Au loin, Élise vient de mettre Lili derrière elle, comme si elle la protégeait. Tout en me rapprochant je regarde dans la même direction et tombe sur un type, mais putain, c'est qui lui ?

Si Élise pense que c'est un danger, il ne m'en faut pas plus. J'accélère et m'arrête brusquement en double file. Je descends, fais monter la petite derrière et prends Élise par la main qui fixe toujours le type. Je tire un peu plus, elle me regarde avant de s'engouffrer dans la voiture.

Je fais le tour de la voiture tout en dévisageant le type qui fait de même. Cet échange de regard me fait comprendre que je ne vais pas aimer la suite.

_ Maman ?

_ Oui mon ange.

_ C'était quoi comme chien ?

_ Quel chien ? demandai-je.

_ Un gros dogue. répondît-elle en fronçant les sourcils.

_ Il était méchant ? s'inquiète la petite.

_ Non, je ne pense pas mais il était jeune et foufou. Faut faire attention.

_ Ah d'accord.

Il n'y avait pas chien mais je pense avoir compris le message. Je fais appelle à mes vieux souvenirs en espérant que Lili ne parle pas la langue de Zacharie.

_ Kto eto ? (C'est qui ?) demandai-je à Élise.

_ Yego otets. (Son père.) dit-elle en serrant les dents.

Oh putain ! C'est la merde !

Je fais un grand détour avant de rentrer, histoire qu'on ne soit pas suivi, juste au cas où.
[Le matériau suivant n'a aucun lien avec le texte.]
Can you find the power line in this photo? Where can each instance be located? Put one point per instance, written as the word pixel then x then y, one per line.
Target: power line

Sur le retour Lili a décidé de se baigner. En les attendant, je préfère tendre les toiles au-dessus de la piscine sinon elles vont griller. Au moment où elles arrivent je termine d'orienter les pâles de la pergola et coulisse la terrasse des bains de soleil. A peine ai-je fini de découvrir l'eau que Lili y saute.
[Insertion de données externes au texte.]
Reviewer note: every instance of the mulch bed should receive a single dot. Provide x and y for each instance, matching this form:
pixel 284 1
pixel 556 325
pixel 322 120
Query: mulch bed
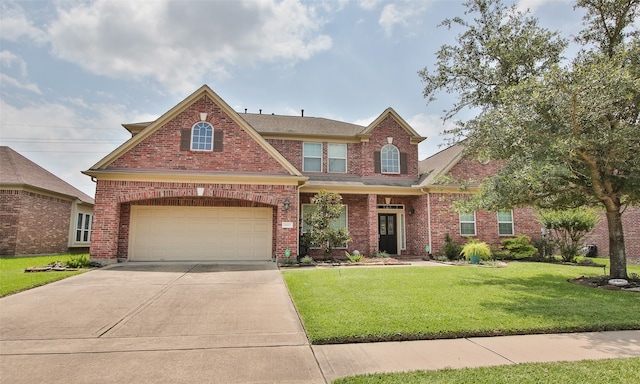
pixel 603 283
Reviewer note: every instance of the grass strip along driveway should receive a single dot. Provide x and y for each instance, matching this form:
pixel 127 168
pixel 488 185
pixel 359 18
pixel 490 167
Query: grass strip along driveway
pixel 345 305
pixel 14 279
pixel 611 371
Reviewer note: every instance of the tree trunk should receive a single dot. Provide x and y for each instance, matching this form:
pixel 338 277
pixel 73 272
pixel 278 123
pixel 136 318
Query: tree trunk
pixel 617 255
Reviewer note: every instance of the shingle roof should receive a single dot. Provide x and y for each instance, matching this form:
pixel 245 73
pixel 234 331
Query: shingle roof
pixel 439 163
pixel 16 170
pixel 300 125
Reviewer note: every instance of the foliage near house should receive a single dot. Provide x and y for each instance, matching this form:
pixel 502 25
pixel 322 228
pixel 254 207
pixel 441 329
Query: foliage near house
pixel 568 228
pixel 320 231
pixel 567 133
Élise râle après elle et lui rappelle quelques consignes. Sous la pergola, je profite de la vue d'un corps mince, aux muscles fins et fermes, interrompus par de douces rondeurs que mes mains aimeraient à nouveau toucher. Putain qu'elle me plait !
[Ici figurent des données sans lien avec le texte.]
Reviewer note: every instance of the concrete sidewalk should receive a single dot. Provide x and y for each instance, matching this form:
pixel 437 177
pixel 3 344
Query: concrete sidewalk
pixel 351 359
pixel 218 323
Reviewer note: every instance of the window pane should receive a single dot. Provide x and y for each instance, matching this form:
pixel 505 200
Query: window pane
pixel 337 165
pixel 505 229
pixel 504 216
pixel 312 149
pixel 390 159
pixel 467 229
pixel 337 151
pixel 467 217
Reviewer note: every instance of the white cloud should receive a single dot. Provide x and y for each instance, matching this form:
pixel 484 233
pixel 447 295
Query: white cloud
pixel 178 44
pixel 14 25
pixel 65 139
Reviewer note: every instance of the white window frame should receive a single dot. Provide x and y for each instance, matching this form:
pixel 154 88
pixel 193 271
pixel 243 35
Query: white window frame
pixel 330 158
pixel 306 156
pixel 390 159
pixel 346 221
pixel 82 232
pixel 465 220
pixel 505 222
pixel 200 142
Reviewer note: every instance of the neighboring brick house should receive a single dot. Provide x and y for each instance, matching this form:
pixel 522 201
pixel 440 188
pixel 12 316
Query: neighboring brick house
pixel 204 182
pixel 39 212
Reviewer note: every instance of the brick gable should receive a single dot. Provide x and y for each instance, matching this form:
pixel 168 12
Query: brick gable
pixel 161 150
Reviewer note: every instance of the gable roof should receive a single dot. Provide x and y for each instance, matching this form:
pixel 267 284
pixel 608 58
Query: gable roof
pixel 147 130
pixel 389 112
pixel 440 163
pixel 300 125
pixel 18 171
_ Tu vas pas te baigner ? demande-t-elle en regardant mon tee-shirt.

_ Après. Ça va à l'intérieur ?

_ Pas trop non.

_ Je m'en doute.

_ Je ne sais pas ce que mamie t'a dit à propos de lui.

_ Le strict minimum. Les photos de ta chambre ont fait le reste.

La chambre qu'elle a occupé depuis sa grossesse est remplie de photos d'elle et sa fille. Il y en a deux magnifiques, en noir et blanc, l'une montrant son ventre rond entourées de ses mains, l'autre capturant un instant d'amour d'une mère allaitant son enfant. Ça en rebuterait plus d'une, surtout si jeune, mais elle, non et je ne sais pas pourquoi, j'aime ça.

_ Ok, je me lance. J'ai appris la voltige avec une ancienne famille de circassiens. J'ai rencontré Santos au début de l'été, avant la fin et sans le savoir nous concevions Lili Anne. Seule ma meilleure amie était au courant de notre relation. Pendant les vacances de Noël lors d'un cours de voltige j'ai eu un accident, rien de trop grave. A l'hôpital j'ai appris les deux nouvelles qui ont changés ma vie. La première, ma grossesse, à qui il restait que quelques jours pour savoir si elle allait poursuivre ou non. La deuxième, la mise en détention de Santos et ses oncles pour vol en bande organisée. Comme tu le sais, j'ai gardé le bébé et j'ai fui Bordeaux. Seule Sherazade sait ce qu'il s'est passé, sinon j'ai raconté à tout le monde que j'allais dans les Pyrénées pour ma rééducation et continuer ma scolarité. La seule fois où j'ai eu des nouvelles, c'est quand j'ai croisé la cousine de Santos, Sara à la foire de Bordeaux. Je ne l'ai pas reconnu de suite à cause de sa brûlure récente au visage. Elle m'a seulement dit : « C'est à cause de toi qu'il m'a fait ça. » Elle a regardé autour d'elle avant de partir apeurée. J'en ai fait de même, j'ai récupéré Lili et suis partie illico. J'ai compris qu'il était sorti, c'était il y a trois ans. Depuis avec Lili, j'évite les cirques et les fêtes foraines. Maintenant ça ne sert plus à rien.

Un tas d'émotion se lit sur son visage, trop même, mais celles qui ressortent sont la peur et la colère.